Along with Mayock and Bisaccia, Carr, tight end Darren Waller and defensive end Maxx Crosby spoke to reporters after practice, all with the same thought process: it’s time to move on, bring on the Denver Broncos.
The Raiders and Broncos, who are tied for second in the AFC West just one game back of the Los Angeles Chargers, meet Sunday in Denver.
‘We have a good team, we’re a 3-2 team, it’s not like we’re going through some type of bad cycle and all of a sudden there’s been a change and it’s the end of the season and the season’s over,’ Bisaccia said. ‘We’ve got 12 games; we feel like we have a lot of time. We feel like a lot of goals are still in front of us.’
Bisaccia said he doesn’t believe the timing will be an issue because of the coaching staff in place.
Defensive coordinator Gus Bradley and defensive line coach Rod Marinelli both have head coaching experience, as does offensive line coach Tom Cable. Offensive coordinator Greg Olsen takes over play-calling duties, which could see changes in allowing Carr to expand the playbook with a more prominent passing game, rather than Gruden’s run-first scheme to set up the pass.

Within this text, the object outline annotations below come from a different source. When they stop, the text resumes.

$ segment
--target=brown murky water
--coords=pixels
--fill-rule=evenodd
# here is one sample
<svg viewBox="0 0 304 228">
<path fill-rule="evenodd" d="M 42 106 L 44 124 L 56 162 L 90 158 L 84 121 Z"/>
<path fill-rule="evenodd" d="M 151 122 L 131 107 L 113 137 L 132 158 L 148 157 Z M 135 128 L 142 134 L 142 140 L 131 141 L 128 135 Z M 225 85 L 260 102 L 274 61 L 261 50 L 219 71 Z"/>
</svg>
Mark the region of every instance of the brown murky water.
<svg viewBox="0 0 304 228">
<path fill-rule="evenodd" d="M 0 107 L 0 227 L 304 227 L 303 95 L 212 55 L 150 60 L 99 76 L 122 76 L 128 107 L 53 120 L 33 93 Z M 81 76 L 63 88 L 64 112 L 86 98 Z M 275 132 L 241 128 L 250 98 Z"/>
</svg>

‘I’ve been in this situation, I think this is my fifth head coach in eight years, so I do know the feelings of when it’s a good football team and when it’s not,’ Carr said.
‘This team, the way we came in today was everything’s still out there for us. We’re a good football team, we believe that. We need to play better, but we still believe we can compete with anybody.
‘From an emotional standpoint, I’ve got a job to do. That’s never changed, no matter who the coach is, no matter who’s on the team with me. I have a job to do and that’s to lead these men. Especially now, they need a leader more than ever.’